Ruoyi Cai & Cécile Ané (2021). Assessing the fit of the multi-species network coalescent to multi-locus data. Bioinformatics, 37(5):634-641. doi: 10.1093/bioinformatics/btaa863
Lorenzen (1995). A new family of goodness-of-fit statistics for discrete multivariate data. Statistics & Probability Letters, 25(4):301-307. doi: 10.1016/0167-7152(94)00234-8

source

QuartetNetworkGoodnessFit.ticr! — Method

ticr!(net::HybridNetwork, df::DataFrame, optbl::Bool; quartetstat, test)
ticr!(net::HybridNetwork, dcf::DataCF,   optbl::Bool; quartetstat, test)
ticr(dcf::DataCF, quartetstat::Symbol, test::Symbol)

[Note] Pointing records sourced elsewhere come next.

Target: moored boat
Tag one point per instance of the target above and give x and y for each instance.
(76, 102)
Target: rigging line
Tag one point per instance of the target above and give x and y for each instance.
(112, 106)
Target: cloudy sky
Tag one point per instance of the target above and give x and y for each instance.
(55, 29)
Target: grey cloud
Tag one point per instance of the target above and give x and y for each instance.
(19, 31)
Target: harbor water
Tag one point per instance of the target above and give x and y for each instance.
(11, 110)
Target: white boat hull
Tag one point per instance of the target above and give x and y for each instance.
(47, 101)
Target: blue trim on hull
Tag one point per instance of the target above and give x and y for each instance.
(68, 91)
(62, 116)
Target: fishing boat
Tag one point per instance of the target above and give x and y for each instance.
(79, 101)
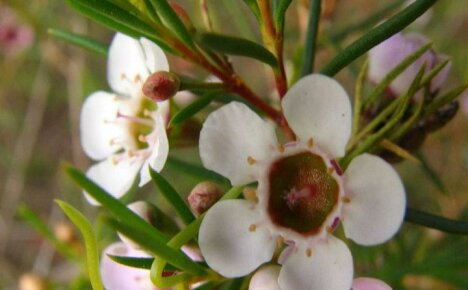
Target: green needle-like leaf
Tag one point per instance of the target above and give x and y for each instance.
(92, 253)
(192, 109)
(171, 195)
(237, 46)
(172, 21)
(115, 207)
(377, 35)
(79, 40)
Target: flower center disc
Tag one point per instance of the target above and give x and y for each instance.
(302, 192)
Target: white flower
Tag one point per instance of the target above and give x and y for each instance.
(124, 130)
(388, 54)
(302, 193)
(266, 278)
(116, 276)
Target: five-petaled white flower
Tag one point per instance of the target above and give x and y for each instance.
(126, 131)
(302, 193)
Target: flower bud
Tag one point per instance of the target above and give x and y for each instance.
(161, 85)
(203, 196)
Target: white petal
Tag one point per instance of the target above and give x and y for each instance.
(116, 276)
(330, 267)
(369, 284)
(229, 136)
(114, 177)
(378, 200)
(318, 107)
(126, 63)
(154, 56)
(265, 278)
(99, 127)
(227, 241)
(159, 146)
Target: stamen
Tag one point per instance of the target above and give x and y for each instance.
(337, 167)
(281, 148)
(134, 119)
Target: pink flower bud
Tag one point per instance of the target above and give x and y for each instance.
(161, 85)
(388, 54)
(369, 284)
(203, 196)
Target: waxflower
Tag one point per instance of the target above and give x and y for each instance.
(388, 54)
(302, 193)
(125, 131)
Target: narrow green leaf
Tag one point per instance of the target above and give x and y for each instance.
(194, 170)
(237, 46)
(311, 37)
(280, 13)
(171, 195)
(92, 253)
(158, 248)
(436, 222)
(116, 208)
(79, 40)
(192, 109)
(172, 21)
(42, 228)
(441, 101)
(370, 21)
(377, 35)
(252, 4)
(395, 72)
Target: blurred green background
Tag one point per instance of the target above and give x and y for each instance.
(43, 82)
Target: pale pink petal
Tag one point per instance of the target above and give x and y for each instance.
(232, 240)
(159, 148)
(116, 276)
(378, 200)
(101, 133)
(126, 65)
(266, 278)
(329, 267)
(232, 134)
(154, 56)
(369, 284)
(318, 107)
(114, 177)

The tree / network needs to have branch lengths in coalescent units, and must be of level 1. It must be fully resolved, such that the "major" quartet is clearly defined, even though branch lengths can be 0.

The Dirichlet distribution is used to fit the distribution of the observed quartet concordance factors (CF), with a concentration parameter estimated from the data.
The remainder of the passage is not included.